No one wants to be interrupted
Despite this, there are always people out there who continue with salesmanship, à la used car salesmen. There are courses on salesmanship, sales techniques, closing the sale etc. etc. There are still people who you have never heard of before, let alone spoken to, interrupting a cosy evening watching your favourite TV show by calling you on the phone, and there are still people scouring the web for email addresses and then sending emails to people who have never heard of them before. STOP! Nobody wants to be interrupted! Nobody wants to buy from you after one phonecall or an email that they didn’t want in the first place (there is a word for that: spam).
And it is expensive. Really really expensive. Monty Python legend John Cleese did adverts for Icelandic bank Kaupthing before the economic collapse. As Iceland only has about 330 thousand inhabitants, in one ad he asked why Kaupthing didn’t just call all of them. It was funny. It was a joke. He is a comedian. And it was before the collapse.

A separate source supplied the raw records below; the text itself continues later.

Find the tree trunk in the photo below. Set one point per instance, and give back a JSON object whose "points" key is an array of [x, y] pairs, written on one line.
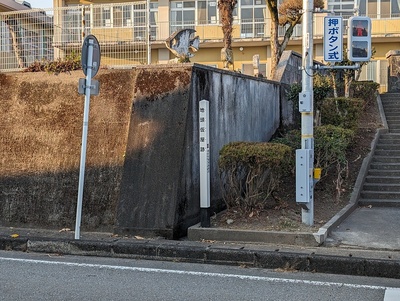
{"points": [[275, 46], [226, 12]]}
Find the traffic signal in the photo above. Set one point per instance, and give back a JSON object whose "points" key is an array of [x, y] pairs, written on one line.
{"points": [[359, 39]]}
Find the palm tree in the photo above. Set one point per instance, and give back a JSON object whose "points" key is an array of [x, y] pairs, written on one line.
{"points": [[226, 8]]}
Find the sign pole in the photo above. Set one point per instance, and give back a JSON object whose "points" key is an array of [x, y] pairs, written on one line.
{"points": [[84, 139], [305, 155], [204, 137]]}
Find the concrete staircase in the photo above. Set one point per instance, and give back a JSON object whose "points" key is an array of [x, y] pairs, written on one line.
{"points": [[382, 183]]}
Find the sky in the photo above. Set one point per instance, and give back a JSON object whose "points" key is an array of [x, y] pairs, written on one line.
{"points": [[40, 3]]}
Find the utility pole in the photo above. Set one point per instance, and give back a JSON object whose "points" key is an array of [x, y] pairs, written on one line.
{"points": [[305, 155]]}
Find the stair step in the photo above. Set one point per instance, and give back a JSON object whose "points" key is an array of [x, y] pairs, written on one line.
{"points": [[382, 179], [385, 166], [379, 202], [390, 195], [385, 173], [381, 187], [387, 147], [395, 152], [385, 159]]}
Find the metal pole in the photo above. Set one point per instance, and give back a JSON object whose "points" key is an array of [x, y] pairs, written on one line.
{"points": [[148, 33], [204, 145], [84, 139], [307, 118]]}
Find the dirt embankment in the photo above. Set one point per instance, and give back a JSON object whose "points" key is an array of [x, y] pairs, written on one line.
{"points": [[41, 133]]}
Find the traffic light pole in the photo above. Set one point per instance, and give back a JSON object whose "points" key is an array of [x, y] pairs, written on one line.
{"points": [[305, 156]]}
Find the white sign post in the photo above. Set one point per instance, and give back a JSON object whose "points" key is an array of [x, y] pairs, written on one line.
{"points": [[90, 66], [204, 141]]}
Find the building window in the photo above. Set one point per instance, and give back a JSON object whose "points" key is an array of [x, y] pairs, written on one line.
{"points": [[153, 20], [182, 15], [5, 38], [206, 12], [253, 18]]}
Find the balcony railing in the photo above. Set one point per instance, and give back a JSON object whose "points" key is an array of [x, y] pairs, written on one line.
{"points": [[124, 32]]}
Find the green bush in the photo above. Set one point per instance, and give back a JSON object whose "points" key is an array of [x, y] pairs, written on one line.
{"points": [[69, 63], [251, 171], [322, 89], [343, 112], [330, 145], [366, 90]]}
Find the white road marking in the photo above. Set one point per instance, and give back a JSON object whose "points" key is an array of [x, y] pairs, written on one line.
{"points": [[392, 290], [392, 295]]}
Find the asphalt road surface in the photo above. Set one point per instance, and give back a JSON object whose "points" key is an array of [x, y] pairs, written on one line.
{"points": [[51, 277]]}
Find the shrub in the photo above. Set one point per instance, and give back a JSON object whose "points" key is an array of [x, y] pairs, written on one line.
{"points": [[364, 89], [251, 171], [322, 89], [330, 145], [343, 112], [69, 63]]}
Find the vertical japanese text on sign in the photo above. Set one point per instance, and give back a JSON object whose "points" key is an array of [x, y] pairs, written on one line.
{"points": [[333, 39]]}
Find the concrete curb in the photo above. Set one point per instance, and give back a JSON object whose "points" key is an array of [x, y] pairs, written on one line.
{"points": [[306, 261], [197, 233]]}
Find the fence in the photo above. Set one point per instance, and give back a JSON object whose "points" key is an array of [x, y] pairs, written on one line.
{"points": [[37, 34], [125, 32]]}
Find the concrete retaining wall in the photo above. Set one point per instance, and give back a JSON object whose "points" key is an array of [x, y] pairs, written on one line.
{"points": [[161, 196], [143, 146]]}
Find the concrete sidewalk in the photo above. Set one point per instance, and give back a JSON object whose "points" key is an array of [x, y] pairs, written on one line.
{"points": [[357, 241], [335, 260]]}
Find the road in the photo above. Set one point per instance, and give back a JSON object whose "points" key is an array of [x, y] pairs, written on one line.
{"points": [[49, 277]]}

Marketing is about building a relationship. A relationship that makes people want to do business with you again and again, and choose to do business with you rather than the competition. Traditional sales methods are like walking up to the girl at the bar and going straight for the marriage proposal. How likely is it that she will say yes? How likely is it that it will develop into a relationship? How about just taking it slow? Get to know her, chat for a bit, find out what she is interested in, what she needs. Share that interest with her and help her with what she needs help with. Much more likely to end in marriage, or what? That is marketing. As Drucker says, “know and understand the customer” and give her what she needs.
“I love Apple”
Have you ever had a sales call from Ikea? Or an unwanted email from Apple? An unsolicited email from Coca Cola? Nope, me neither. Why? Because these businesses do marketing – and are damn good at it too. Which is the reason you can even hear people saying “I love Ikea, “I love Apple”, “I love Coca Cola” – and if that isn’t a good relationship, I don’t know what is!